I sit down to new Woody Allen films with some trepidation. His name is no longer associated with embarrassment by the critics, who seem to think that he was redeemed by Scarlett Johansson, but this is a spurious claim—the stilted Matchpoint was insufferable, and Vicky Cristina Barcelona was a flatulent, cliche-ridden puff piece that likely germinated during a wank. But real fans die hard, so I went. And it was. . . good.
Okay. It was incredibly lazy. After making approximately one movie per year for the past forty years, Allen assumes that we all know that he knows how to make a movie. But other movie-making geniuses, Scorsese for example, don't throw craft out the window just because they're a few years past their 70th birthday and they're tired.*
Basically, Whatever Works is a brilliant screenplay—one of his best in years, probably the best since Deconstructing Harry.
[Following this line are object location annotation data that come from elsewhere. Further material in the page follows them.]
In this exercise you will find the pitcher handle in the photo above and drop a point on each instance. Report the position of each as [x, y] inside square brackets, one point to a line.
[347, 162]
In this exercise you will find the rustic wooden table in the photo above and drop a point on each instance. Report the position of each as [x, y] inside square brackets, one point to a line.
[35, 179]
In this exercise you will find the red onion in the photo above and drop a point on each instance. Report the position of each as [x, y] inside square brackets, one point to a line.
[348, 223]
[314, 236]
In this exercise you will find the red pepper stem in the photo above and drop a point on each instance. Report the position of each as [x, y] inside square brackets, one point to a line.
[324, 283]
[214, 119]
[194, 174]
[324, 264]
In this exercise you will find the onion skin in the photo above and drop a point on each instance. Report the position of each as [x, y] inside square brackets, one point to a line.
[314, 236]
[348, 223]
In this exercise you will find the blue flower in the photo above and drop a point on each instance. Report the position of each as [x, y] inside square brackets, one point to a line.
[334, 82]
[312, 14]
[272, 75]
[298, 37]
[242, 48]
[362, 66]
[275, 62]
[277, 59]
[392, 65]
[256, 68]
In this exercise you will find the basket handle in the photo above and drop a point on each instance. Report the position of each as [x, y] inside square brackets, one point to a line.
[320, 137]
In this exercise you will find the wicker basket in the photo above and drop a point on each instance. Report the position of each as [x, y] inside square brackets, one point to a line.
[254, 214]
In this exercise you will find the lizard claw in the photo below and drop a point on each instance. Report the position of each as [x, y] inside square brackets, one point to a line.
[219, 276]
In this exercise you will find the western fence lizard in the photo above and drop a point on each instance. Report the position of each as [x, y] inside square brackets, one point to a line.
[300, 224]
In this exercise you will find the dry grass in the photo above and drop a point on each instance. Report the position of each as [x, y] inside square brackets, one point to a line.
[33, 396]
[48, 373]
And Larry David is the best stand-in for Allen in years (though Kenneth Branagh made a good try in Celebrity)—perhaps even better than Allen himself, since he brings an additional layer of his own maudlin michegas. And the decision to dump can't-act-her-way-out-of-a-paper-bag Scarlett with flavor-of-the-month Evan Rachel Wood is a step in the right direction, even Wood is a bit wooden at times.
That wooden quality is the basic problem with this movie. Allen paints in broad strokes—the bodies and the sets are really only there to help us focus on the words. It would probably do better as a play. Watching this movie actually feels, for the most part, like watching a rehearsal.
Some readers might be surprised that I'm not offended by the movie's completely implausible happy ending, in which nine characters end up happily coupled (well, three couples and one threesome). But I think that careful viewers will see that this is not a happy ending at all. The story simply stops at a happy moment. Based on the Shakesperian shifts of emotion that we have just witnessed, and our trusted narrator's constant reminders that whatever happiness we find in this brutal world is fleeting, and should be grasped for as long as possible, with full knowledge that it will soon disappear, the savvy viewer knows that if we were to visit these characters again in a few months, in a year, in three years, we would find them in the depths of loneliness and confusion. That's the case for most movies with happy endings, but those other filmmakers won't acknowledge it. Allen is one of the few writers who not only understands, but accepts the human condition. And for that, he is a genius, even if he is lazy. The circumstances in which we live are hardly motivating.
*Okay, Scorsese won't be 70 for a few more years. We'll check in again when he's 74 to see if he's gotten lazy as well.